# Right Salary in Johannesburg



## ramshaila (Jan 27, 2017)

Hi

I am new to this forum. I have been offered a job in Johannesburg by an IT company and they are providing a fully furnished family accommodation + Car+ all utilities expenses paid . It will be just me and my wife. 

What would be a right salary to demand after taxes . I understand taxes are high in SA. I have demanded a net salary of ZAR 40k to 50 k per month? Is this a good salary for a comfortable living in Johannesburg? How much I will be able to save ?

Thanks
RS


----------



## sri sri (Aug 15, 2016)

I think what you are demanded is good package.
Which visa you are holding.


----------



## ramshaila (Jan 27, 2017)

sri sri said:


> I think what you are demanded is good package.
> Which visa you are holding.


Thanks.
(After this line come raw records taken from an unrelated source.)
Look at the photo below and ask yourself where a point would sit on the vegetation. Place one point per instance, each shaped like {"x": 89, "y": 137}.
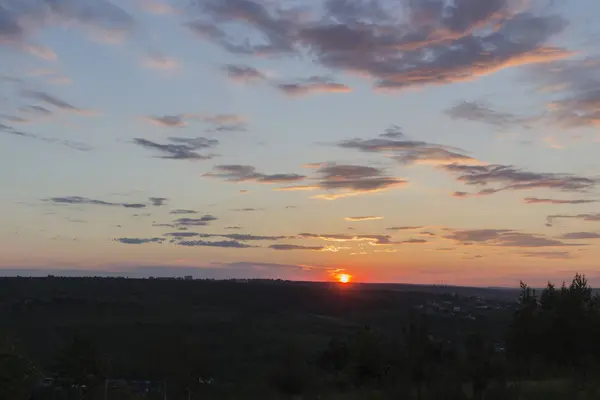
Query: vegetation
{"x": 118, "y": 339}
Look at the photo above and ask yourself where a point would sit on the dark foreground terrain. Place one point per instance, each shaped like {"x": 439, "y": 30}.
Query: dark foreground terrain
{"x": 110, "y": 338}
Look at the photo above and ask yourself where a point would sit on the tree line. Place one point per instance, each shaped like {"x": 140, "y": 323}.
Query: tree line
{"x": 552, "y": 339}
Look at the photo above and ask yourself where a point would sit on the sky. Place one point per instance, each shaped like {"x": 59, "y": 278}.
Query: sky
{"x": 418, "y": 141}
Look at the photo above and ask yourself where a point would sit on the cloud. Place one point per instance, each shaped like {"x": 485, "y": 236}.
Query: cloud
{"x": 78, "y": 200}
{"x": 39, "y": 110}
{"x": 156, "y": 7}
{"x": 552, "y": 255}
{"x": 243, "y": 73}
{"x": 404, "y": 228}
{"x": 373, "y": 239}
{"x": 347, "y": 180}
{"x": 407, "y": 151}
{"x": 181, "y": 149}
{"x": 158, "y": 201}
{"x": 68, "y": 143}
{"x": 160, "y": 62}
{"x": 223, "y": 243}
{"x": 353, "y": 180}
{"x": 139, "y": 240}
{"x": 535, "y": 200}
{"x": 187, "y": 222}
{"x": 315, "y": 84}
{"x": 241, "y": 237}
{"x": 275, "y": 27}
{"x": 363, "y": 218}
{"x": 431, "y": 42}
{"x": 583, "y": 217}
{"x": 288, "y": 247}
{"x": 480, "y": 112}
{"x": 181, "y": 234}
{"x": 248, "y": 173}
{"x": 512, "y": 178}
{"x": 102, "y": 19}
{"x": 504, "y": 238}
{"x": 414, "y": 241}
{"x": 580, "y": 235}
{"x": 56, "y": 102}
{"x": 169, "y": 121}
{"x": 575, "y": 87}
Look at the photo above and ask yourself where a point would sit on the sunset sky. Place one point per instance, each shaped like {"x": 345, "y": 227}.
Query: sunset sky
{"x": 419, "y": 141}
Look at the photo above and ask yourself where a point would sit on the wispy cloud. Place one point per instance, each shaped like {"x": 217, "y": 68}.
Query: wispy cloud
{"x": 481, "y": 112}
{"x": 580, "y": 235}
{"x": 439, "y": 43}
{"x": 160, "y": 62}
{"x": 406, "y": 151}
{"x": 181, "y": 148}
{"x": 290, "y": 247}
{"x": 78, "y": 200}
{"x": 158, "y": 7}
{"x": 536, "y": 200}
{"x": 551, "y": 255}
{"x": 140, "y": 240}
{"x": 363, "y": 218}
{"x": 158, "y": 201}
{"x": 230, "y": 244}
{"x": 511, "y": 178}
{"x": 243, "y": 73}
{"x": 248, "y": 173}
{"x": 56, "y": 102}
{"x": 575, "y": 86}
{"x": 582, "y": 217}
{"x": 315, "y": 84}
{"x": 181, "y": 211}
{"x": 504, "y": 238}
{"x": 101, "y": 19}
{"x": 349, "y": 180}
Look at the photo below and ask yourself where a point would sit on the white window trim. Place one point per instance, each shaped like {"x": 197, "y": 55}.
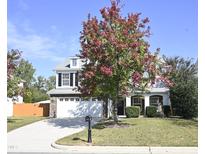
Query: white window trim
{"x": 64, "y": 86}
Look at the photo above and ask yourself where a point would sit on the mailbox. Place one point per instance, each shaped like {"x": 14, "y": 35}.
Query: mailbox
{"x": 88, "y": 119}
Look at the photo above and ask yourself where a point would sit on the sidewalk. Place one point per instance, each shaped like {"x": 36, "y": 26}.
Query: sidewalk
{"x": 125, "y": 149}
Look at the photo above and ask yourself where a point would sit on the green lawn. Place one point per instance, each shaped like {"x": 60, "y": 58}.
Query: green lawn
{"x": 140, "y": 132}
{"x": 16, "y": 122}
I will be getting an ICT visa.


----------



## sri sri (Aug 15, 2016)

already applied?
if applied when are where in india?


----------



## ramshaila (Jan 27, 2017)

Hi,

The visa is being applied next week. I am from Chennai.


----------



## ramshaila (Jan 27, 2017)

Hi Sri Sri,

Are you from Chennai. Could you please share your contact details ?

Thanks
Ram


----------